Skip to content

MetadataCleanup

MetadataCleanup is an abstraction of metadata cleaners that can clean up expired checkpoints and delta logs of a delta table.

MetadataCleanup requires to be used with DeltaLog (or subtypes) only.

Implementations

Table Properties

enableExpiredLogCleanup

MetadataCleanup uses delta.enableExpiredLogCleanup table property to control log cleanup.

logRetentionDuration

MetadataCleanup uses delta.logRetentionDuration table property for cleanUpExpiredLogs (to determine fileCutOffTime).

Cleaning Up Expired Logs

Checkpoints
doLogCleanup(): Unit

doLogCleanup is part of the Checkpoints abstraction.

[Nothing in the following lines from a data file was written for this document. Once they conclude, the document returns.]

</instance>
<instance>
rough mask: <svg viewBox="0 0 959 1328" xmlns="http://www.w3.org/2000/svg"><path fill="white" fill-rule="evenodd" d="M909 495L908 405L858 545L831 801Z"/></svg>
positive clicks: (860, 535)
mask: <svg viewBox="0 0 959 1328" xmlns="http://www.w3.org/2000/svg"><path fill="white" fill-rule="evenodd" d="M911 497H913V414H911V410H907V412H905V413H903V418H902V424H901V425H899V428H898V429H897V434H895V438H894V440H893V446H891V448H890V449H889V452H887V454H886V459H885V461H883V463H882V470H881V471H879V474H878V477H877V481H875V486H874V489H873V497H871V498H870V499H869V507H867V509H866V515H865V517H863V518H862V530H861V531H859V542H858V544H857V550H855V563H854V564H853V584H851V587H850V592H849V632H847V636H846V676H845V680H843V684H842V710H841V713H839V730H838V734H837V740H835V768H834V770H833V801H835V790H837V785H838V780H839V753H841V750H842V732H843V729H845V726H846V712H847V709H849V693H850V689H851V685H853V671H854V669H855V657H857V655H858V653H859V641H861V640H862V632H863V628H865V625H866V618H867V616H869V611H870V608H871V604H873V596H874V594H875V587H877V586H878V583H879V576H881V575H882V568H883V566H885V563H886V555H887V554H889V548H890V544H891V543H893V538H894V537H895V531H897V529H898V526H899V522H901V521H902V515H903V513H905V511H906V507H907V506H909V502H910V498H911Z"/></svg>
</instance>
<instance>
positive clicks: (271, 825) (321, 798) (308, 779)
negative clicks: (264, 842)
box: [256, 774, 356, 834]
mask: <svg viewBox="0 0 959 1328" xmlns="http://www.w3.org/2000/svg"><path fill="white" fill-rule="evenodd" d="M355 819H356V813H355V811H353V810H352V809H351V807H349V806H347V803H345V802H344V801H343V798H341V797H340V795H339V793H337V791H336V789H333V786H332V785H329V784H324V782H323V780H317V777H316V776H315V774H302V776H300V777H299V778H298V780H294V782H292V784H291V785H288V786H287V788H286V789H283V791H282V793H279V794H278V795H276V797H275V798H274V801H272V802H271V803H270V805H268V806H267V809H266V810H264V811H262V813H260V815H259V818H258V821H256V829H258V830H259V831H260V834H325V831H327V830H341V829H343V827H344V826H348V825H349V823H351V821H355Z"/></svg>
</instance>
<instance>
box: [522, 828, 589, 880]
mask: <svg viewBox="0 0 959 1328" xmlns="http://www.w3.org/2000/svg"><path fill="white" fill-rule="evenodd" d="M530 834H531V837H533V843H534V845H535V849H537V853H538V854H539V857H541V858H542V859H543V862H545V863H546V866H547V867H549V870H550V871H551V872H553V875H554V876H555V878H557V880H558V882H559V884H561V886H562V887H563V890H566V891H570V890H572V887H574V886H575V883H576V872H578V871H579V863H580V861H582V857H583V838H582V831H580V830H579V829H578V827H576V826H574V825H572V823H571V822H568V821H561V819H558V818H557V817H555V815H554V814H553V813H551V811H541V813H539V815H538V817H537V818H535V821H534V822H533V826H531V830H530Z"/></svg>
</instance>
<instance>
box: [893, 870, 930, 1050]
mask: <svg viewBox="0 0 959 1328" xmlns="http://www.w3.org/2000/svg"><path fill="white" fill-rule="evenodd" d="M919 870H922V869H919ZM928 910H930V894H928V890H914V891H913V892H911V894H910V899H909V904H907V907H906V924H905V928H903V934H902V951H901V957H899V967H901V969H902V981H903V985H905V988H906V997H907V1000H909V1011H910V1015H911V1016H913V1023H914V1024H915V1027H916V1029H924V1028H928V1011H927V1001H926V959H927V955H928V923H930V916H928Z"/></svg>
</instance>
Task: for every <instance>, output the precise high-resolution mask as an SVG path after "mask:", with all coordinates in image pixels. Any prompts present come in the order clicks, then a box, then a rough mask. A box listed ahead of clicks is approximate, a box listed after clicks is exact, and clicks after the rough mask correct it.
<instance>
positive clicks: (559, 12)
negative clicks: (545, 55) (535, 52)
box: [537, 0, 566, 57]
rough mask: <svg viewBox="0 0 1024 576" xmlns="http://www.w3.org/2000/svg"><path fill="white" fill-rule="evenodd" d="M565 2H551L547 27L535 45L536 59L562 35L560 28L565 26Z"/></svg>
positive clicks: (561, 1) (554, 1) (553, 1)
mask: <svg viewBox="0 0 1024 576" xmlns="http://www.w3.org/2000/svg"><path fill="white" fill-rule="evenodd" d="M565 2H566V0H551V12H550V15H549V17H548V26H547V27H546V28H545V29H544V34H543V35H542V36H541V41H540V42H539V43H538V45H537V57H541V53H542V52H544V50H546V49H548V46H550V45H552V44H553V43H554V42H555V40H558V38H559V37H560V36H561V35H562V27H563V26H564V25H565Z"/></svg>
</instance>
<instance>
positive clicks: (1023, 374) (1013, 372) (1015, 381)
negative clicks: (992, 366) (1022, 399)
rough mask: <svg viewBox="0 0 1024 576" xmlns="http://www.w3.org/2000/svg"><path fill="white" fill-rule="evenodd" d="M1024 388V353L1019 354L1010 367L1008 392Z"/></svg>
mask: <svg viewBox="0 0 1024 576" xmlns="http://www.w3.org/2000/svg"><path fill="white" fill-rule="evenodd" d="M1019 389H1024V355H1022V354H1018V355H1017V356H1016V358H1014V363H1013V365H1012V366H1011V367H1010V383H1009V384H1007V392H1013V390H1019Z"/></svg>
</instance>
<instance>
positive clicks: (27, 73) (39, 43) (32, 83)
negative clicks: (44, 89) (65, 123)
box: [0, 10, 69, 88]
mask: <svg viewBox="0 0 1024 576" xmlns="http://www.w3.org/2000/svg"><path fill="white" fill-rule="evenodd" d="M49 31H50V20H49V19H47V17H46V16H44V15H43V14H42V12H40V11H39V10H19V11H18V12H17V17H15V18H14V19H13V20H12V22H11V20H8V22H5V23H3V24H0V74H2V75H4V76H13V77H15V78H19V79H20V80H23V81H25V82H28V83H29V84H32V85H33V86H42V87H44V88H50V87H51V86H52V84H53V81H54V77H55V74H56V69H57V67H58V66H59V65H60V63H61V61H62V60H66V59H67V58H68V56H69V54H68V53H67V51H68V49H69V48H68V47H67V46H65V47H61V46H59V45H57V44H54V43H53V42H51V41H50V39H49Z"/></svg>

doLogCleanup cleanUpExpiredLogs when enabled.

cleanUpExpiredLogs

cleanUpExpiredLogs(): Unit

cleanUpExpiredLogs calculates a fileCutOffTime based on the current time and the logRetentionDuration table property.

cleanUpExpiredLogs prints out the following INFO message to the logs:

Starting the deletion of log files older than [date]

cleanUpExpiredLogs finds the expired delta logs (based on the fileCutOffTime) and deletes the files (using Hadoop's FileSystem.delete non-recursively). cleanUpExpiredLogs counts the files deleted (and uses it in the summary INFO message).

In the end, cleanUpExpiredLogs prints out the following INFO message to the logs:

Deleted [numDeleted] log files older than [date]

Finding Expired Log Files

listExpiredDeltaLogs(
  fileCutOffTime: Long): Iterator[FileStatus]

listExpiredDeltaLogs loads the most recent checkpoint if available.

If the last checkpoint is not available, listExpiredDeltaLogs returns an empty iterator.

listExpiredDeltaLogs requests the LogStore for the paths (in the same directory) that are (lexicographically) greater or equal to the 0th checkpoint file (per checkpointPrefix format) of the checkpoint and delta files in the log directory.

In the end, listExpiredDeltaLogs creates a BufferingLogDeletionIterator that...FIXME

Logging

Enable ALL logging level for the Implementations logger to see what happens inside.